Story by Petty Officer 2nd Class Nathaniel MogerSmall RSS Icon

JPRC: the Accountability Masters of the Joint Task Force Petty Officer 2nd Class Nathaniel Moger

Air Force Senior Airman Mike Hites, from Joint Task Force Guantanamo's Joint Personnel Reception Center, arranges a welcome-aboard package for incoming JTF personnel in the Guantanamo Bay Naval Air Station Air Mobility Command Terminal, on April 15. JPRC handles in-processing and out-processing for all JTF personnel. JTF Guantanamo conducts safe and humane care and custody of detained enemy combatants. The JTF conducts interrogation operations to collect strategic intelligence in support of the Global War on Terror and supports law enforcement and war crimes investigations.
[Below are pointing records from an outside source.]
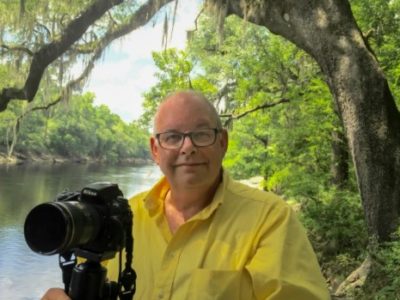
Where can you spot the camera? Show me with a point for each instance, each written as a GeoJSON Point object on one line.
{"type": "Point", "coordinates": [94, 224]}
{"type": "Point", "coordinates": [94, 220]}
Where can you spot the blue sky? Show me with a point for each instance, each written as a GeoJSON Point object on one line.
{"type": "Point", "coordinates": [127, 69]}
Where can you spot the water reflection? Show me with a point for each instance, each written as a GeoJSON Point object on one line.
{"type": "Point", "coordinates": [24, 274]}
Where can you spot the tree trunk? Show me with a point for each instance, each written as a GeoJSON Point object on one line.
{"type": "Point", "coordinates": [340, 160]}
{"type": "Point", "coordinates": [327, 31]}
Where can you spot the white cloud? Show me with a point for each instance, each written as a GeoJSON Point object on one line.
{"type": "Point", "coordinates": [127, 69]}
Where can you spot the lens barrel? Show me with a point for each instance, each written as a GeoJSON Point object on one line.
{"type": "Point", "coordinates": [56, 227]}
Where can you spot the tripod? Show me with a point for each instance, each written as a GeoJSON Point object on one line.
{"type": "Point", "coordinates": [87, 281]}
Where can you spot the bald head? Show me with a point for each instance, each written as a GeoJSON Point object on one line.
{"type": "Point", "coordinates": [176, 102]}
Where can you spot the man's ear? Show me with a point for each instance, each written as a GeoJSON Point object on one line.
{"type": "Point", "coordinates": [154, 149]}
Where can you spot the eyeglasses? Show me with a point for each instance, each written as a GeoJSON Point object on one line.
{"type": "Point", "coordinates": [200, 138]}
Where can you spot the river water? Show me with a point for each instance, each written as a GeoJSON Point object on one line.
{"type": "Point", "coordinates": [24, 274]}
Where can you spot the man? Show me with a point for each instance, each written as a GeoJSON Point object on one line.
{"type": "Point", "coordinates": [201, 235]}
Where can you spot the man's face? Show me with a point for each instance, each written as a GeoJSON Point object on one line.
{"type": "Point", "coordinates": [188, 166]}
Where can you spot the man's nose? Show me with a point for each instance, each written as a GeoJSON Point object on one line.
{"type": "Point", "coordinates": [188, 146]}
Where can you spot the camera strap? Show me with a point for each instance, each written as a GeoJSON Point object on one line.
{"type": "Point", "coordinates": [128, 276]}
{"type": "Point", "coordinates": [67, 262]}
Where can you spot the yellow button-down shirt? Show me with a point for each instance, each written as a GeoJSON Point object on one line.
{"type": "Point", "coordinates": [247, 244]}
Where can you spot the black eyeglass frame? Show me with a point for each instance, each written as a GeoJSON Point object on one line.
{"type": "Point", "coordinates": [189, 135]}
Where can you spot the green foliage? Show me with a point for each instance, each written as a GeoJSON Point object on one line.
{"type": "Point", "coordinates": [335, 224]}
{"type": "Point", "coordinates": [383, 283]}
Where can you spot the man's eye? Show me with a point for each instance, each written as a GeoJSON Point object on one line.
{"type": "Point", "coordinates": [172, 138]}
{"type": "Point", "coordinates": [202, 135]}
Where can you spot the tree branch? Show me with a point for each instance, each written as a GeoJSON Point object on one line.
{"type": "Point", "coordinates": [17, 48]}
{"type": "Point", "coordinates": [49, 52]}
{"type": "Point", "coordinates": [262, 106]}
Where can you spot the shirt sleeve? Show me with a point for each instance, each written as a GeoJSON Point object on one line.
{"type": "Point", "coordinates": [284, 265]}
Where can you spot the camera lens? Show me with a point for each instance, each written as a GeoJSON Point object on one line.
{"type": "Point", "coordinates": [55, 227]}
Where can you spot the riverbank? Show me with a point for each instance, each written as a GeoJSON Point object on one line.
{"type": "Point", "coordinates": [19, 159]}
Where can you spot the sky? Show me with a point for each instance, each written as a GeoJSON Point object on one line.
{"type": "Point", "coordinates": [126, 70]}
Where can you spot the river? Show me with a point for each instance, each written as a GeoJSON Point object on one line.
{"type": "Point", "coordinates": [25, 275]}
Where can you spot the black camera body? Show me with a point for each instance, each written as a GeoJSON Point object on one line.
{"type": "Point", "coordinates": [93, 223]}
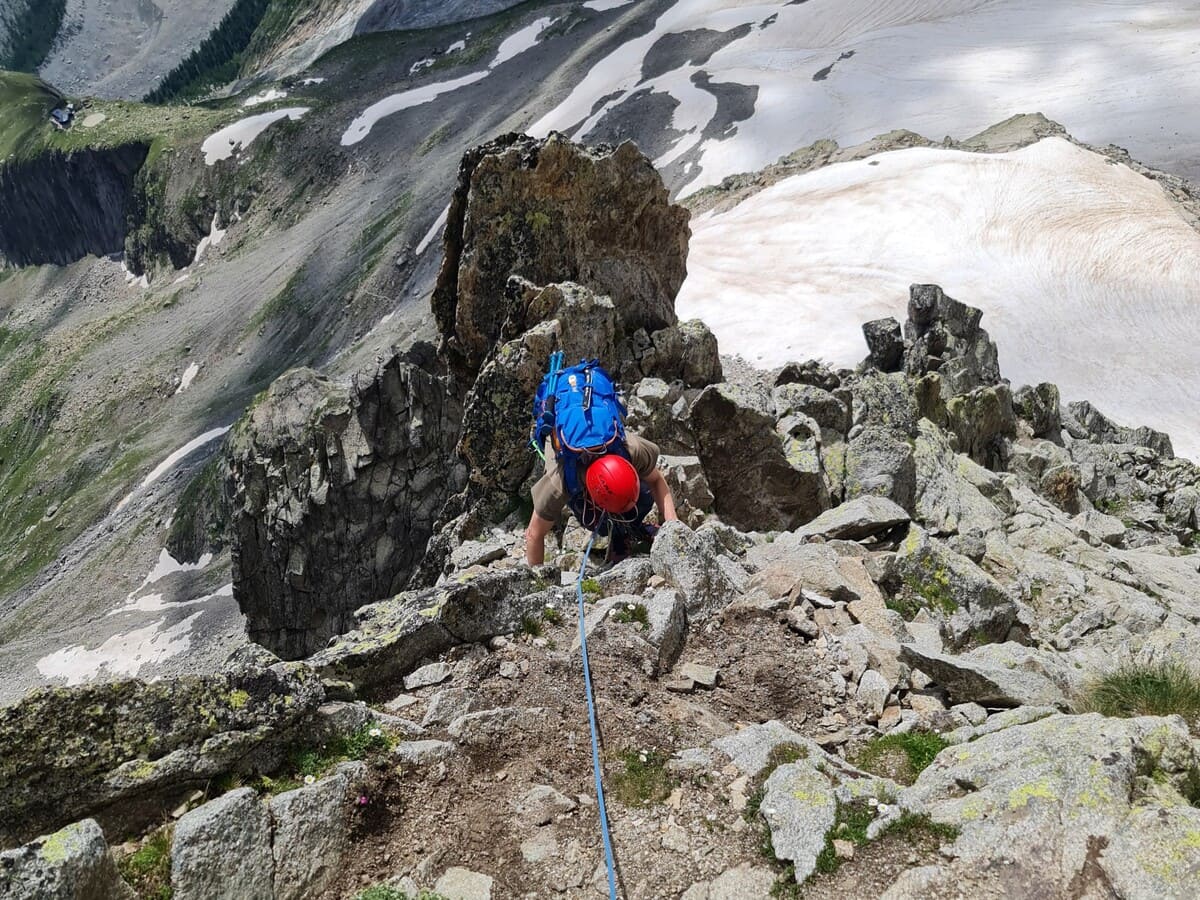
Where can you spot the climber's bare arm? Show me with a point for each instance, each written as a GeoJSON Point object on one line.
{"type": "Point", "coordinates": [661, 495]}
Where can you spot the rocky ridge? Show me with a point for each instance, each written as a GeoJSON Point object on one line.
{"type": "Point", "coordinates": [928, 552]}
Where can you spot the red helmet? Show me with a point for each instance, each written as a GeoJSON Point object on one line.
{"type": "Point", "coordinates": [613, 484]}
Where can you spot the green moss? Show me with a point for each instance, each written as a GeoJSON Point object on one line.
{"type": "Point", "coordinates": [930, 589]}
{"type": "Point", "coordinates": [900, 757]}
{"type": "Point", "coordinates": [850, 823]}
{"type": "Point", "coordinates": [633, 615]}
{"type": "Point", "coordinates": [531, 625]}
{"type": "Point", "coordinates": [385, 892]}
{"type": "Point", "coordinates": [1165, 688]}
{"type": "Point", "coordinates": [148, 868]}
{"type": "Point", "coordinates": [643, 779]}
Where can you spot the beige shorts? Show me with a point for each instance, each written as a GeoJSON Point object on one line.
{"type": "Point", "coordinates": [550, 493]}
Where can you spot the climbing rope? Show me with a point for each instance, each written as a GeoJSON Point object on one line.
{"type": "Point", "coordinates": [592, 723]}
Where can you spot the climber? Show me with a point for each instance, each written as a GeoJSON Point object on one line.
{"type": "Point", "coordinates": [607, 478]}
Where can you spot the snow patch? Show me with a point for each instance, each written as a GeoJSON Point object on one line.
{"type": "Point", "coordinates": [435, 231]}
{"type": "Point", "coordinates": [267, 96]}
{"type": "Point", "coordinates": [222, 144]}
{"type": "Point", "coordinates": [189, 377]}
{"type": "Point", "coordinates": [1111, 71]}
{"type": "Point", "coordinates": [120, 654]}
{"type": "Point", "coordinates": [605, 5]}
{"type": "Point", "coordinates": [1085, 271]}
{"type": "Point", "coordinates": [211, 239]}
{"type": "Point", "coordinates": [521, 41]}
{"type": "Point", "coordinates": [511, 47]}
{"type": "Point", "coordinates": [172, 461]}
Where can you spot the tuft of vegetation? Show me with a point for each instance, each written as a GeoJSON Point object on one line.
{"type": "Point", "coordinates": [1165, 688]}
{"type": "Point", "coordinates": [148, 868]}
{"type": "Point", "coordinates": [643, 780]}
{"type": "Point", "coordinates": [900, 757]}
{"type": "Point", "coordinates": [633, 615]}
{"type": "Point", "coordinates": [307, 763]}
{"type": "Point", "coordinates": [31, 28]}
{"type": "Point", "coordinates": [929, 592]}
{"type": "Point", "coordinates": [385, 892]}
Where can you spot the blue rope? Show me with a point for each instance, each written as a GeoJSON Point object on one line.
{"type": "Point", "coordinates": [595, 738]}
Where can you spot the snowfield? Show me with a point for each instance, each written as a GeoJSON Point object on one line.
{"type": "Point", "coordinates": [516, 43]}
{"type": "Point", "coordinates": [222, 144]}
{"type": "Point", "coordinates": [1110, 71]}
{"type": "Point", "coordinates": [1087, 276]}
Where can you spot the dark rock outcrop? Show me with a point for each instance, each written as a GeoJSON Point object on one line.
{"type": "Point", "coordinates": [342, 497]}
{"type": "Point", "coordinates": [335, 492]}
{"type": "Point", "coordinates": [552, 211]}
{"type": "Point", "coordinates": [762, 479]}
{"type": "Point", "coordinates": [126, 751]}
{"type": "Point", "coordinates": [59, 208]}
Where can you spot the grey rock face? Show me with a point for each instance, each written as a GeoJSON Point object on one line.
{"type": "Point", "coordinates": [335, 493]}
{"type": "Point", "coordinates": [393, 636]}
{"type": "Point", "coordinates": [667, 624]}
{"type": "Point", "coordinates": [885, 340]}
{"type": "Point", "coordinates": [423, 753]}
{"type": "Point", "coordinates": [678, 556]}
{"type": "Point", "coordinates": [689, 486]}
{"type": "Point", "coordinates": [312, 831]}
{"type": "Point", "coordinates": [943, 336]}
{"type": "Point", "coordinates": [1067, 801]}
{"type": "Point", "coordinates": [762, 479]}
{"type": "Point", "coordinates": [995, 675]}
{"type": "Point", "coordinates": [1039, 406]}
{"type": "Point", "coordinates": [880, 463]}
{"type": "Point", "coordinates": [982, 420]}
{"type": "Point", "coordinates": [126, 751]}
{"type": "Point", "coordinates": [490, 726]}
{"type": "Point", "coordinates": [857, 520]}
{"type": "Point", "coordinates": [967, 600]}
{"type": "Point", "coordinates": [1102, 429]}
{"type": "Point", "coordinates": [71, 864]}
{"type": "Point", "coordinates": [799, 807]}
{"type": "Point", "coordinates": [223, 849]}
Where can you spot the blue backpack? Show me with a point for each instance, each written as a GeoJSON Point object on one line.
{"type": "Point", "coordinates": [582, 414]}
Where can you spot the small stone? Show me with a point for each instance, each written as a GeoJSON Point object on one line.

JTF Guantanamo is committed to the safety and security of American service members and civilians working inside its detention facilities.

By Nathaniel Moger
Joint Tast Force Guantanamo Public Affairs

GUANTANAMO BAY, Cuba – It's midmorning on a Saturday. Most residents of U.S. Naval Station Guantanamo Bay, Cuba are just waking up, making plans to scuba dive or barbecue. Meanwhile, four Joint Task Force Guantanamo Troopers are at the Guantanamo Bay Naval Air Station Air Mobility Command Terminal, ready to welcome new JTF personnel to the island. It's their eighth straight Saturday working and their second straight seven-day workweek.

And next week will be no different.

The four members of the JTF's Joint Personnel Reception Center handle all JTF personnel in-processing and out-processing for accountability and casualty reporting purposes.

"We meet all of the planes," said Air Force Master Sgt. Neely Jo Harrington, JPRC superintendent. "We process everybody when they get off the plane, and make sure everybody's out-processed when they get on the plane."

When personnel arrive the first faces they see are those of JPRC's. They begin by filling out information and receiving necessary briefings. Essentially, the administrative side of their JTF career begins with JPRC.

"We'll take a projected record for reporting personnel and fill in any missing information," said Harrington. "Then we flip the record to active which means they're actually here."

JPRC also helps administer in-briefs that prepare new JTF Troopers for working in Guantanamo.

"We make sure everyone gets an operational security brief and a safety brief," said Harrington.

By putting eyes on every arrival and departure, JPRC is able to keep an accurate accountability log of who's on island and who's not.

"In the military, accountability is extremely important," said Air Force Senior Airman Mike Hites, in-processing clerk.

In the case of a natural disaster, JPRC is able to identify exactly who is on island and ensure that leaders know who to muster. On the flip side, knowing who is off island ensures that search parties aren't sent into dangerous situations looking for personnel who are safe-and-sound in the continental U.S.

"During a hurricane, we can say, 'Wait a minute! Where's Spc. John Doe?' By combining JTF accountability, we should be able to alert people that we need to look for someone in a very short period of time," said Harrington.

Recently, JPRC has implemented a system of tracking duty status, as well. This means personnel attached to the JTF are continually tracked, even when traveling on temporary duty orders or on leave.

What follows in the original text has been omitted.